The term ecdysis comes from Ancient Greek: ἐκδύω (ekduo), “to take off, strip off.”  It can also denote to put off—to delay finality itself.  In such a reading, as Xandra Ibarra’s fetid photo essay shows, the process of metamorphosis may be one wherein the horror comes not from change, but instead sameness.  Through a series of staged moltings, she exposes a body precisely unmarked by change—forced into a field of intelligibility where one’s exposure and meaning is predetermined.  Such is the situation of visibility for latinidad, and yet, it is here that Xandra dwells, molts, and strips down.  What she exposes is less the core of latinidad itself, and more a dwelling within the limits given—showing the false promise of sheer transformation.  We sit here, with Xandra’s body and her shedding of skin, of costume, of carcass, in a different time if only to endure the uncomfortable vicinity of the gap, the interval space where relation between old and new becomes opaque. But the irony lies—that is, the measured distance between antiquated meaning and what can be—in between the artist’s body and her cockroach skin.

Kafka, in his 1915 novella The Metamorphosis, understood the absurd trauma of realizing how transforming into a monster was no change at all but only the expression of the monsters we always already are. However, Kafka’s sheer nihilism comes into direct tension with the understudied Chicano novel The Revolt of the Cockroach People by the equally absurd writer Oscar Zeta Acosta. Here we find “the cockroach” as an umbrella metaphor for undesirable people living in the United States at the pinnacle of social unrest. The cockroach people might be unwanted but exert a constant presence nonetheless, a nuisance to normativity and its white protocols. But both Kafka and Zeta’s cockroach fail to capture the cucarachica Ibarra’s work distills for us. Blanket nihilism and the rallying cries of revolution (that believes in the promise of demographic numbers translating to activist change) engender a particular masculinity that seems to come into crisis at the interval between the individual and the collective.
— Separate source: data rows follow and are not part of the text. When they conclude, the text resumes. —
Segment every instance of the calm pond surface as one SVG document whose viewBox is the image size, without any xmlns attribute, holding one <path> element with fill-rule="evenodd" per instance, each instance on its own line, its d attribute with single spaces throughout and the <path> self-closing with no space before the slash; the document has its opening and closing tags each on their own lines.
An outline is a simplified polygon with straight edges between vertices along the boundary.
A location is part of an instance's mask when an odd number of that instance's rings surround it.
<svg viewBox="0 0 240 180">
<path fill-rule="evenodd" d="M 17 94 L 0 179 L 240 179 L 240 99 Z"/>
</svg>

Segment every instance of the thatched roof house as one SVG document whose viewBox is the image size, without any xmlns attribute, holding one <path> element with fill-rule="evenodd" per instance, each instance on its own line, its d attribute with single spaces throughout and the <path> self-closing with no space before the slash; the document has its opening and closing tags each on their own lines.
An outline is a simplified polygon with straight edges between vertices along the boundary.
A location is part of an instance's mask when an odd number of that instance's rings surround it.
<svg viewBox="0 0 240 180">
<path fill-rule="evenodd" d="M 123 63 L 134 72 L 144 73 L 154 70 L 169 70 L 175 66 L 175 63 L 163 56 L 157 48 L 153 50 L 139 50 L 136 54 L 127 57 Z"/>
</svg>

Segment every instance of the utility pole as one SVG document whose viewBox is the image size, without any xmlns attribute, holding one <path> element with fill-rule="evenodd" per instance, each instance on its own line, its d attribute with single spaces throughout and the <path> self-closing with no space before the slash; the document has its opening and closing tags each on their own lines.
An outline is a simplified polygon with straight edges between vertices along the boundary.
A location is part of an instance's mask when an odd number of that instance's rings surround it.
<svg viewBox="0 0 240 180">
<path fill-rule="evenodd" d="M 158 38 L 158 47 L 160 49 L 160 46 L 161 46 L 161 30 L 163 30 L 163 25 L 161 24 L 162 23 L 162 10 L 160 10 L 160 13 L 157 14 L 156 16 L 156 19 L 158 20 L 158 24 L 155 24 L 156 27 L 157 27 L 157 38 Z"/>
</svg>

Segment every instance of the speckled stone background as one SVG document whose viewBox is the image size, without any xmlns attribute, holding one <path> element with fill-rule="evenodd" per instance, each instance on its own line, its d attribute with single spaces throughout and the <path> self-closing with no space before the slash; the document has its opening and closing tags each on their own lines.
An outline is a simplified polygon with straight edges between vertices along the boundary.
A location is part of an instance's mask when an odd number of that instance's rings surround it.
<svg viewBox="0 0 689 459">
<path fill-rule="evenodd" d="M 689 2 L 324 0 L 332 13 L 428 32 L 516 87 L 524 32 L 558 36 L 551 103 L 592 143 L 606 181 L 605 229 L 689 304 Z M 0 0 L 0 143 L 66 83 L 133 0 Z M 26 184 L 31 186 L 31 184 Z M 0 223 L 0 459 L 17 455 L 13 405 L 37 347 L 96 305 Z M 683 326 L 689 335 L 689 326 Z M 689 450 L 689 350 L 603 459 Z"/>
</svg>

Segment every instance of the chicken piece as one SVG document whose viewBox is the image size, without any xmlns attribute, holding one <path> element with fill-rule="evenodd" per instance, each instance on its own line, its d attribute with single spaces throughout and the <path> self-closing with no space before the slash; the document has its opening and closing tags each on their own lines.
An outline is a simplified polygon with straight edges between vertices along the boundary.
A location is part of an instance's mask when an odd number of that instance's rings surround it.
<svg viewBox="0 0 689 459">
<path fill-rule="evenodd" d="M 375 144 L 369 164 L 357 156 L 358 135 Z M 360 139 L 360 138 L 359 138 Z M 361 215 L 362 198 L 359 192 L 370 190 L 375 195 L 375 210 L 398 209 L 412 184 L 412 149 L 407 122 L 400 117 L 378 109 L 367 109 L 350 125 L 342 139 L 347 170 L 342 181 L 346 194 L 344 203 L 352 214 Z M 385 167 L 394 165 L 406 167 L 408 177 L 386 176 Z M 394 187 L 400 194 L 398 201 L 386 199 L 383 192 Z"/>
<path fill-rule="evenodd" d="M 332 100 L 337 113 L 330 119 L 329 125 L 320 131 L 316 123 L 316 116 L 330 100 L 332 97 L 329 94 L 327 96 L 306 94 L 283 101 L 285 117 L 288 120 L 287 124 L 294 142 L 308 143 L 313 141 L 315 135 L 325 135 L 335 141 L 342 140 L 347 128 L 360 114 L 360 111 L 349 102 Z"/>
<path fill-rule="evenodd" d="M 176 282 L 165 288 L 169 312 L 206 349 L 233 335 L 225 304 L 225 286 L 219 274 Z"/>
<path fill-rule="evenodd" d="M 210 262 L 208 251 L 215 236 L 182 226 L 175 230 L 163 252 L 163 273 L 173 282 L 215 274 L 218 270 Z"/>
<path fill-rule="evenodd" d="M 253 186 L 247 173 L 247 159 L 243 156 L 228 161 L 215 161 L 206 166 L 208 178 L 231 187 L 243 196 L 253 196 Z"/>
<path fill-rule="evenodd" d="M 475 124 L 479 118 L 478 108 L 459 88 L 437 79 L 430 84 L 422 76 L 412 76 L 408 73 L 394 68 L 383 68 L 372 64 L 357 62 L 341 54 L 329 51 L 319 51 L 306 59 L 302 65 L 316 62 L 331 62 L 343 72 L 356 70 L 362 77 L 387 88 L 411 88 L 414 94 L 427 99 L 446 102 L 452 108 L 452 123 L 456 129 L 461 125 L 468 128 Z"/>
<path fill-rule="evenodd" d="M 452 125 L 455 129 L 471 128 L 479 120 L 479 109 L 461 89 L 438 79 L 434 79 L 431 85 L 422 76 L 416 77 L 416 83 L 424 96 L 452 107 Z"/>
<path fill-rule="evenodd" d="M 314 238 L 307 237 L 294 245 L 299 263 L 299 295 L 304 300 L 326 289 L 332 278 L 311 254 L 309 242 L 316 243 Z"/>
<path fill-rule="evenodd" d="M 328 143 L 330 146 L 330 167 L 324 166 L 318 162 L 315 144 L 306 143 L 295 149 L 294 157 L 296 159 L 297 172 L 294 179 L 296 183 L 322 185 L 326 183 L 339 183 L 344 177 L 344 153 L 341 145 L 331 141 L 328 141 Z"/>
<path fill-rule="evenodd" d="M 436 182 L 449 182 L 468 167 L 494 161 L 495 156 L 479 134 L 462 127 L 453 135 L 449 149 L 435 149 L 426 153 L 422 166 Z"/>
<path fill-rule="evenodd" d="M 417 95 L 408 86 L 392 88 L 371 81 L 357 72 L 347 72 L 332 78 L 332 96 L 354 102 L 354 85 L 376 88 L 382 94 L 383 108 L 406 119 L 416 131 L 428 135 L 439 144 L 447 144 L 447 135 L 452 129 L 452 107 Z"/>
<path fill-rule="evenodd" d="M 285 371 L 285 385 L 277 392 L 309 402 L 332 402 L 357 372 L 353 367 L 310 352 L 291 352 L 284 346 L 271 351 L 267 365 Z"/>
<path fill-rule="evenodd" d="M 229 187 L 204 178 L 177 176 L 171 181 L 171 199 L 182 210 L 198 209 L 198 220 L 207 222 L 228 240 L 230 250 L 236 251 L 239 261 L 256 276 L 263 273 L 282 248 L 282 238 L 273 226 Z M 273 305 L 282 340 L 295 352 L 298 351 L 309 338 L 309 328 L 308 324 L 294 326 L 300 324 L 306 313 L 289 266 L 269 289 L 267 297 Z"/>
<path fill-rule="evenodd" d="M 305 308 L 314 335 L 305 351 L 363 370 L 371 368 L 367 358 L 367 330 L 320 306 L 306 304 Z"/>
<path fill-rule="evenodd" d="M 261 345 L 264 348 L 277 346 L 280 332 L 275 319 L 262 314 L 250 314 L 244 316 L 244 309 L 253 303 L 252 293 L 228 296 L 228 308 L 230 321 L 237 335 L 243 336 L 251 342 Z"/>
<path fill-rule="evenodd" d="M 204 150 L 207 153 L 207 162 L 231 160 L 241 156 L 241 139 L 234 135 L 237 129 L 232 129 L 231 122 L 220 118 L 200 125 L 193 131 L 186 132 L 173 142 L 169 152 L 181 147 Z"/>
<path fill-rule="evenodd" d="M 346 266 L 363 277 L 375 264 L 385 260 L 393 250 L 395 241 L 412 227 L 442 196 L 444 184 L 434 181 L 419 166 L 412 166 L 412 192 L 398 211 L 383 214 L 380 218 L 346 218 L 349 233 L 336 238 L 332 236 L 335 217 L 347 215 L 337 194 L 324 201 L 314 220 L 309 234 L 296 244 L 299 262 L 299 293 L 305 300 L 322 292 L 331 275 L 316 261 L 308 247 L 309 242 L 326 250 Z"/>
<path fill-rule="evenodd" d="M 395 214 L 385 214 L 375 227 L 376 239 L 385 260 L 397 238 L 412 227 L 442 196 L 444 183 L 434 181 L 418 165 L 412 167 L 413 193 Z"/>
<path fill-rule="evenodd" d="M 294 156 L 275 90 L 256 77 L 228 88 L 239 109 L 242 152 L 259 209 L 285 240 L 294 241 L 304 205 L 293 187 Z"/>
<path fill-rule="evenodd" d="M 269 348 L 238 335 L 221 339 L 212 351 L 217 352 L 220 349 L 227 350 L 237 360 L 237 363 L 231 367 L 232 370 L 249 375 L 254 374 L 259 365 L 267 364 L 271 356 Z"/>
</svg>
It is at this crossroads that we find Xandra floating, as she might say “sick and tired of being sick and tired,” lying down in between moltings, vulnerable and stalwart.  She reminds us, supine, of the most stereotypical of Spanish folk corridos—that became popular during the Mexican Revolution. La cucaracha/La cucaracha/ Ya no puede caminar—so if, through repetition, we revisit the roach as a figure, par excellence, of the double bind of the debasement and potential futural change (whether by revolution or infestation) of brown folks, Xandra’s work asks us to sit down if we can’t walk any further with this figure, to ask what molting and skins mean in a world that so quickly promises change and delivers the same, that invokes fear and future with numbers, and that makes aesthetics mute in lies of wholeness.  Her work, for us, gestures at the potential for the aesthetic to slow down the political, to dwell with questions and impasses, and to do so with pleasure.

Christina Leon and Joshua Guzman, “Lingering Latinidad.” Presentation at The Center for Latino Policy and Research, Berkeley, California. May 2, 2016.